Thomas Bernhard é, dos autores
do século XX, um dos que mais gosto. Na sua escrita não há qualquer facilidade
nem concessão ao bom gosto e ao agradável. Talvez a sua história pessoal ou a
doença pulmonar de que sofria – e de que viria a morrer – o tenha predisposto
para um feroz pessimismo e para o cultivo do escárnio. Isto para além de um
contumaz ressentimento perante o seu país, a Áustria. Em Betão (1982),
escreve o seguinte: As pessoas têm um cão e são dominadas por ele, o próprio
Schopenhauer não se deixou guiar pela sua cabeça, deixou-se guiar pelo seu cão.
Este facto é mais deprimente do que qualquer outro. No fundo, não foi a cabeça
de Schopenhauer que determinou o seu pensamento, mas o cão de Schopenhauer, não
foi a cabeça de Schopenhauer que odiou o mundo, mas o cão de Schopenhauer. Não
é preciso ser-se louco para afirmar que Schopenhauer teve um cão no lugar da
cabeça, mas não teve cabeça. A leitura de Bernhard não é para pessoas que cultivam
o optimismo ou que pretendem salvar a sua existência cultivando a ilusão das
coisas boas deste mundo. Também não é própria para quem tem sonhos
progressistas e está sempre em luta por um mundo melhor. Curiosamente, a
diatribe contra Schopenhauer contém ainda um princípio de esperança, o qual se
revela em muitas outras passagens de múltiplas obras do escritor austríaco. Há
na sua denúncia da hipocrisia humana um desejo – pelo menos, um desejo – de encontrar
um território onde as pessoas possam encarar-se a si mesmas, suportar o que são
e, presume-se, estabelecer relações mais saudáveis com os outros.

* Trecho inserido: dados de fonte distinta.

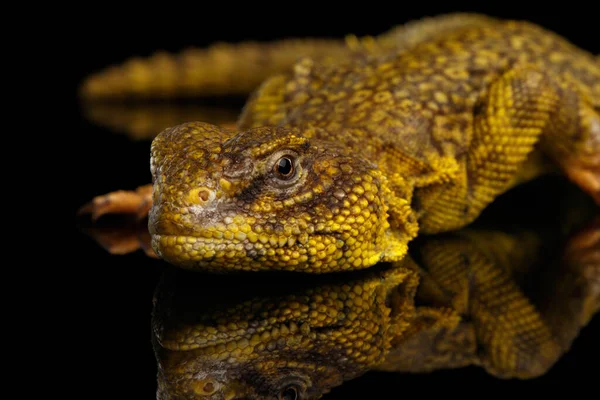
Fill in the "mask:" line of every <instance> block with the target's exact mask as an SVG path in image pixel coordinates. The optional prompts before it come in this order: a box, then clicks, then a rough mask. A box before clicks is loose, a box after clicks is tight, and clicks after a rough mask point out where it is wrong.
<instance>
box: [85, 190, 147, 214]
mask: <svg viewBox="0 0 600 400" xmlns="http://www.w3.org/2000/svg"><path fill="white" fill-rule="evenodd" d="M150 208H152V185H145V186H140V187H139V188H137V189H136V190H135V191H133V190H118V191H116V192H111V193H107V194H105V195H101V196H97V197H95V198H94V199H93V200H92V201H91V202H89V203H88V204H86V205H84V206H83V207H81V208H80V209H79V212H78V214H79V215H82V214H92V219H93V220H94V221H96V220H97V219H98V218H100V217H101V216H102V215H105V214H133V215H135V216H136V217H137V218H138V219H141V218H144V217H145V216H147V215H148V212H149V211H150Z"/></svg>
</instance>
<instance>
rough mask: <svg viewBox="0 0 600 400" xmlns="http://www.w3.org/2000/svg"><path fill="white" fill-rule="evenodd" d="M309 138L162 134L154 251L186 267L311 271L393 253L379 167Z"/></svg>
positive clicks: (294, 135)
mask: <svg viewBox="0 0 600 400" xmlns="http://www.w3.org/2000/svg"><path fill="white" fill-rule="evenodd" d="M314 136H315V131H314V130H313V129H304V130H298V129H288V128H270V127H266V128H254V129H251V130H247V131H244V132H240V133H237V134H235V133H233V132H228V131H225V130H222V129H220V128H218V127H216V126H213V125H208V124H203V123H187V124H183V125H179V126H176V127H174V128H170V129H167V130H165V131H163V132H162V133H161V134H160V135H159V136H158V137H157V138H156V139H155V140H154V141H153V144H152V162H151V170H152V175H153V182H154V197H153V208H152V210H151V212H150V218H149V229H150V233H151V234H152V241H153V248H154V249H155V251H156V252H157V253H158V254H159V255H160V256H161V257H162V258H163V259H165V260H166V261H168V262H170V263H172V264H174V265H177V266H180V267H183V268H189V269H208V270H217V271H225V270H232V269H236V270H261V269H262V270H294V271H304V272H313V273H321V272H331V271H339V270H351V269H360V268H365V267H370V266H372V265H373V264H375V263H377V262H378V261H380V260H382V258H383V255H384V254H390V248H392V249H391V250H392V252H393V251H396V250H397V249H396V250H395V249H394V248H393V247H394V245H393V244H390V243H395V241H394V240H391V234H390V233H389V231H390V229H389V228H390V224H389V223H388V217H389V215H388V205H387V204H386V201H385V200H384V198H385V196H386V195H387V194H389V193H390V191H389V189H388V188H387V187H386V183H385V177H384V176H383V174H382V173H381V171H380V170H379V169H377V167H376V166H375V165H374V164H373V163H371V162H369V161H367V160H364V159H362V158H360V157H358V156H356V154H352V153H350V152H349V151H348V150H347V149H343V148H337V147H336V145H335V144H333V143H330V142H325V141H322V140H318V139H316V138H315V137H314ZM321 136H322V135H321Z"/></svg>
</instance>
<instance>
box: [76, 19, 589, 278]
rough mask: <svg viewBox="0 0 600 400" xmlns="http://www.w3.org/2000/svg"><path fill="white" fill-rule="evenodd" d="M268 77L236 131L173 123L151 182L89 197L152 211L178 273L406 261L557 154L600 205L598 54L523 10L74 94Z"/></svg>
mask: <svg viewBox="0 0 600 400" xmlns="http://www.w3.org/2000/svg"><path fill="white" fill-rule="evenodd" d="M300 55H303V56H304V57H303V58H301V59H298V58H299V56H300ZM264 79H266V80H264ZM263 80H264V82H263V83H262V84H261V85H260V87H258V89H257V90H256V91H255V92H254V93H253V94H252V96H251V97H250V99H249V101H248V103H247V104H246V106H245V108H244V111H243V113H242V115H241V117H240V119H239V120H238V122H237V127H236V129H235V130H227V129H224V128H222V127H218V126H214V125H210V124H207V123H200V122H190V123H185V124H182V125H178V126H175V127H172V128H169V129H166V130H165V131H163V132H162V133H160V135H158V137H157V138H156V139H155V140H154V142H153V144H152V160H151V170H152V175H153V181H154V183H153V188H152V187H151V186H146V187H142V188H140V189H139V190H138V191H137V192H117V193H113V194H109V195H107V196H102V197H99V198H97V199H95V200H94V202H93V203H92V204H91V205H90V207H88V209H89V210H92V211H93V212H94V213H96V215H100V214H102V213H104V212H134V211H136V210H138V209H141V212H142V213H144V212H147V211H148V209H150V208H151V211H150V214H149V228H150V232H151V233H152V235H153V247H154V249H155V250H156V252H157V253H158V254H159V255H160V256H161V257H163V258H164V259H165V260H167V261H169V262H171V263H173V264H175V265H178V266H181V267H184V268H190V269H211V270H219V271H224V270H233V269H236V270H273V269H280V270H290V271H304V272H311V273H324V272H332V271H342V270H353V269H361V268H367V267H370V266H372V265H374V264H376V263H377V262H380V261H400V260H402V259H403V258H404V257H405V255H406V253H407V248H408V244H409V242H410V241H411V240H412V239H413V238H415V237H416V236H417V235H418V234H419V233H423V234H431V233H438V232H444V231H449V230H453V229H457V228H460V227H463V226H465V225H467V224H469V223H470V222H472V221H473V220H474V219H475V218H476V217H477V216H478V215H479V214H480V213H481V211H482V210H483V209H484V208H485V207H486V206H487V205H488V204H489V203H490V202H492V201H493V200H494V199H495V198H496V197H497V196H498V195H500V194H501V193H503V192H505V191H507V190H508V189H509V188H511V187H513V186H514V185H516V184H518V183H521V182H524V181H526V180H529V179H531V178H534V177H536V176H538V175H540V174H542V173H544V172H546V171H548V170H549V169H550V167H549V165H552V166H556V167H558V169H560V170H561V171H563V172H564V173H565V174H566V175H567V176H568V177H569V178H570V179H571V180H572V181H574V182H576V183H577V184H578V185H579V186H580V187H581V188H582V189H584V190H585V191H586V192H588V193H589V194H590V195H591V196H592V197H593V198H594V200H595V201H596V203H598V204H600V60H599V59H598V57H597V56H594V55H592V54H589V53H587V52H585V51H583V50H581V49H578V48H576V47H575V46H573V45H572V44H571V43H569V42H567V41H566V40H565V39H563V38H561V37H559V36H557V35H556V34H553V33H551V32H548V31H547V30H544V29H542V28H541V27H538V26H535V25H532V24H530V23H526V22H520V21H503V20H497V19H493V18H488V17H484V16H479V15H464V14H456V15H449V16H441V17H436V18H430V19H425V20H423V21H418V22H413V23H410V24H407V25H405V26H402V27H399V28H396V29H394V30H392V31H390V32H388V33H385V34H383V35H381V36H379V37H375V38H361V39H357V38H353V37H350V38H348V39H347V40H346V43H342V42H335V41H314V42H312V41H291V42H282V43H275V44H264V45H260V44H242V45H239V46H237V47H235V46H234V47H231V46H220V47H219V46H217V47H215V48H211V49H208V50H205V51H200V50H198V51H192V52H187V53H184V54H182V55H180V56H179V57H176V58H172V57H169V56H164V55H159V56H157V57H154V58H152V59H150V60H147V61H137V62H133V63H129V64H126V65H125V66H122V67H117V68H115V69H111V70H109V71H107V72H104V73H101V74H99V75H97V76H92V77H91V78H90V79H89V80H88V81H86V82H85V84H84V85H83V89H82V92H83V94H84V95H85V96H86V97H88V98H99V97H111V96H123V95H128V94H131V95H137V96H151V95H152V96H154V95H159V96H160V95H165V96H167V95H168V96H170V95H189V94H197V93H208V94H210V93H213V94H214V93H216V94H218V93H225V92H231V93H238V92H247V91H249V90H250V89H251V88H253V87H254V86H256V85H258V84H259V83H260V82H262V81H263ZM548 160H550V161H551V162H550V163H548V162H547V161H548Z"/></svg>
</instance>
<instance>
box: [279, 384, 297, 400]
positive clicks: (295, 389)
mask: <svg viewBox="0 0 600 400" xmlns="http://www.w3.org/2000/svg"><path fill="white" fill-rule="evenodd" d="M279 400H298V388H297V387H296V386H295V385H289V386H288V387H286V388H285V389H283V390H282V391H281V393H279Z"/></svg>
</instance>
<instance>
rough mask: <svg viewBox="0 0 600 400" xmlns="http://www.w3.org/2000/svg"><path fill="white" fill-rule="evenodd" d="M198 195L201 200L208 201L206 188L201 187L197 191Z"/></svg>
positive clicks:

O texto
citado pertence a uma colecção de obras ficcionais das Edições 70, denominada Caligrafias.
Era dirigida por Eduardo Prado Coelho e, como seria de esperar, constituída por
grandes obras literárias. Foi nessa colecção que li a trilogia Os Sonâmbulos,
do também austríaco Hermann Broch. Começo a ficar preocupado com esta prática
da reminiscência. Prova, como pensa Paul Raison, personagem de Aniquilação,
o último romance de Michel Houellebecq, de uma vida falhada. Hoje estou preso
neste mundo de papel que é o romance. Vou de Thomas Bernhard a Michel Houellebeq,
passando por António di Benedetto, de que comprei há pouco Os Suicidas.
A verdade, porém, é que também eu sou um narrador e, não passando de um ser de
papel – neste caso, nem isso, sou um ser virtual num monitor – só os mundos
ficcionais são o meu mundo. Digo mundo e não realidade, pois esta, como se
sabe, é insuportável e, para mim, inacessível.